La organización de lo global, a pesar de su aparente apertura, no hace más que reconfigurar viejas desigualdades. Las fronteras no están hechas para evitar que las personas pasen, se trata más bien de filtros que disminuyen a los sujetos, procesos de denigración donde, desarmados y desposeídos, dejan sus vidas, sus idiomas, sus papeles, y se convierten en cuerpos; fuerza de trabajo explotable para la riqueza de las grandes corporaciones. Recordemos que antes se gobernaba a partir de la muerte, ahora es a partir de la vida, de su regulación y su fragmentación. Los inmigrantes no son viajeros, son producto de una distribución arbitraria de la riqueza; cuerpos en donde se experimentan políticas, dispositivos y estrategias. Son sujetos sin imagen. ¿Cómo puede el cine, en medio de este problema insoslayable, restituir su función?

Jonas Carpignano, director nacido en el mítico 1984 en Nueva York, ensaya su respuesta en Mediterránea (Mediterranea, 2015), filme donde seguimos el difícil trayecto de Ayiva (Koudous Seihon) y Abas (Alassane Sy), migrantes originarios de Burkina Faso que, después de su llegada al municipio de Rosarno, Italia, serán asediados por las constantes tensiones con la comunidad que aumentarán hasta desembocar en los trágicos disturbios raciales ocurridos en 2010 en la región de Calabria.

La cinta responde a la coyuntura de los debates europeos, y se instala, en su intento por adherirse con fidelidad a los hechos reales, en una narrativa épica que despliega a los personajes y sus conflictos dramáticos con el tenor de los noticieros que nos acechan todos los días, como si éstos fueran sinónimo de la verdad. El cine como campo de batalla, cede su lugar a una visión humanitaria, que con sus buenas intenciones, tan sólo logra situar a los inmigrantes como víctimas, cuando la urgencia, me parece, no pasa por generar imágenes a como dé lugar, sino por ver lo oculto de aquello que ya sabemos, en darle existencia a los inmigrantes como sujetos políticos.

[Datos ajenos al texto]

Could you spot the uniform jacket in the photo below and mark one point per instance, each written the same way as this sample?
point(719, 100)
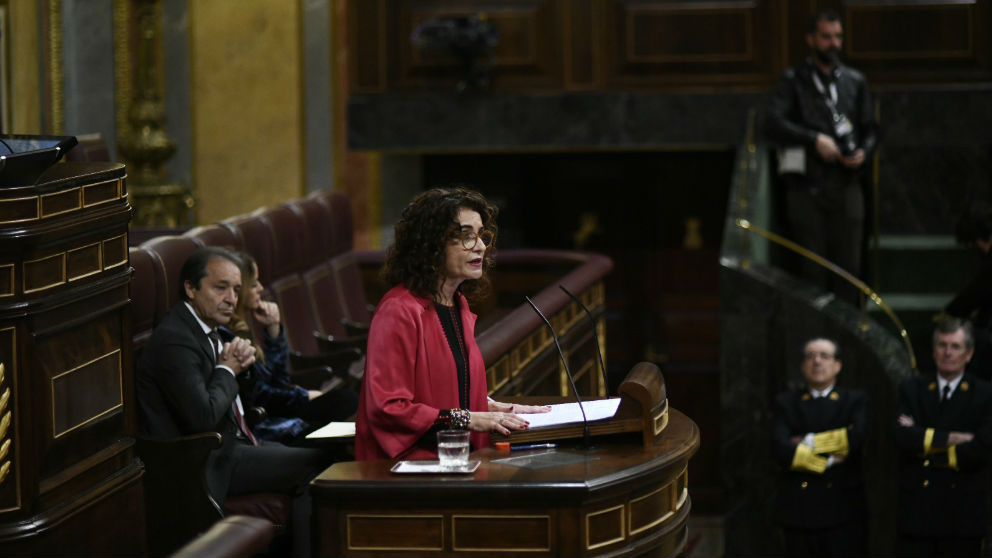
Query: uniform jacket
point(944, 490)
point(814, 500)
point(410, 377)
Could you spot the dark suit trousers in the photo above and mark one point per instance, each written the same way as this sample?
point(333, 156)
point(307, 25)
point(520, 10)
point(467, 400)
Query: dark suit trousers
point(848, 539)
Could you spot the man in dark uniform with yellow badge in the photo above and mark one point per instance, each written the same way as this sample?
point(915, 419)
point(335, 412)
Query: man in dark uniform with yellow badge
point(944, 434)
point(817, 436)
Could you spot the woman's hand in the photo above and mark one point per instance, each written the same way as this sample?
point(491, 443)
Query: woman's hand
point(516, 408)
point(496, 422)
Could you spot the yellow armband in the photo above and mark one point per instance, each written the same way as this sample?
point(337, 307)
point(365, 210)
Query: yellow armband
point(805, 460)
point(831, 441)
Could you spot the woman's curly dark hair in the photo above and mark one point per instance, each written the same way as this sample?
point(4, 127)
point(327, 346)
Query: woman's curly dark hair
point(417, 256)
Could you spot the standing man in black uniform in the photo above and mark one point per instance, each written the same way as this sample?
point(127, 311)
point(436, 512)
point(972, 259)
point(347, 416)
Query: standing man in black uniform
point(944, 434)
point(821, 118)
point(817, 436)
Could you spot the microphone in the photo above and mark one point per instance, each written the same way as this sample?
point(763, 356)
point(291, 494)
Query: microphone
point(592, 323)
point(586, 438)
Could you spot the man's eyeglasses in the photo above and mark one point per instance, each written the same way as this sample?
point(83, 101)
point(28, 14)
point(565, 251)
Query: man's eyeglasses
point(823, 356)
point(470, 238)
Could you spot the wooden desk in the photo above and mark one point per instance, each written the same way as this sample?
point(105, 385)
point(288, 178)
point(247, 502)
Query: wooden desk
point(628, 501)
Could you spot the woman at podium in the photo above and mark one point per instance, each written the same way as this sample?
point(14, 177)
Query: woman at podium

Lejana a filmes notables como Figuras de guerra (Qu’ils reposent en révolte: Des figures de guerres I, 2010) de Sylvain George, o a la radical filmografía de Pedro Costa, Mediterránea no logra poner en juego las complejas relaciones de tensión del mundo globalizado, organizar a partir de ello una mirada que opere sobre el despliegue de los sujetos: de sus temores, sus placeres, sus afectos y su rabia, de todo aquello que los constituye, más allá de las cifras, de los números y los paternalismos. Tal vez el elemento más interesante es la cámara nómada en constante movimiento, con sus inhalaciones y exhalaciones que se traslada en el permanente desplazamiento de los migrantes por un mundo que no es suyo y en el que son siempre extranjeros. La cámara fragmenta los cuerpos con violencia, los dispone entre la luz y la sombra, y se acerca a ellos a través de un gesto epidérmico, como si en la piel pudiéramos descifrar los límites de la experiencia, las verdaderas fronteras con los demás. Este acercamiento táctil se contrapone al órgano de la vista, sentido de la distancia que tan sólo haría a los personajes más extraños, más otros. El triunfo de la película es trascender estas pequeñas prácticas fronterizas de los sentidos.

Los itinerarios corporales de la supervivencia corren su primer riesgo en el hecho de existir bajo la mirada de los demás. El cine tiene en sus posibilidades la de transformar esa mirada y tratar la miseria como lo que es, un problema político.


Rafael Guilhem estudia Antropología Social en la Universidad Autónoma Metropolitana, Iztapalapa. Obtuvo mención honorífica en el VI Concurso de Crítica Cinematográfica Alfonso Reyes “Fósforo”, en el marco del Festival Internacional de Cine UNAM 2016.